The IOC also announced Tuesday that skateboarding, sport climbing and surfing were provisionally added to the 2024 Olympic program. Those three sports will debut at Tokyo 2020 but were not assured places on the Olympic program beyond next year.

“They contribute to making the program more gender balanced and more urban, and offer the opportunity to connect with the younger generation,” IOC President Thomas Bach said in a press release. “The proposed sports are in line with these principles and enhance Paris 2024’s overall dynamic Games concept, which focuses on inclusivity, inspiring a new audience and hosting socially responsible Games.”

The IOC Executive Board will make the final decision on the Paris 2024 event program in December 2020, but no more sports can be proposed for inclusion. That means baseball and softball, which return to the Olympics next year, will not be on the 2024 Olympic program. Those sports can still be added for the 2028 Los Angeles Games.

Breaking debuted at the Youth Olympics last year, where the U.S. did not have any athletes. Sergei “Bumblebee” Chernyshev of Russia and Ramu Kawai of Japan took gold medals.

Breaking had never previously been up for a vote for Olympic inclusion, but the World DanceSport Federation is recognized by the IOC.

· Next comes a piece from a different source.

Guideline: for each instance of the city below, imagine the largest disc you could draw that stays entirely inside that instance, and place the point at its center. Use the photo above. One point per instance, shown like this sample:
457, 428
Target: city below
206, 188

Teenagers, some of whom went by nicknames like Bad Matty, Senorita Carlota and KennyG, went head-to-head in dance battles at the Youth Olympics in Buenos Aires last year. They performed on a mat atop an outdoor basketball court to a musical beat and emcees.

Judges determined winners using six criteria: creativity, personality, technique, variety, perfomativity and musicality.

“Breaking (also called b-boying or b-girling) is an urban dance style,” according to the Youth Olympics. “The urban dance style originated during the mid 1970s in the Bronx borough of New York City.”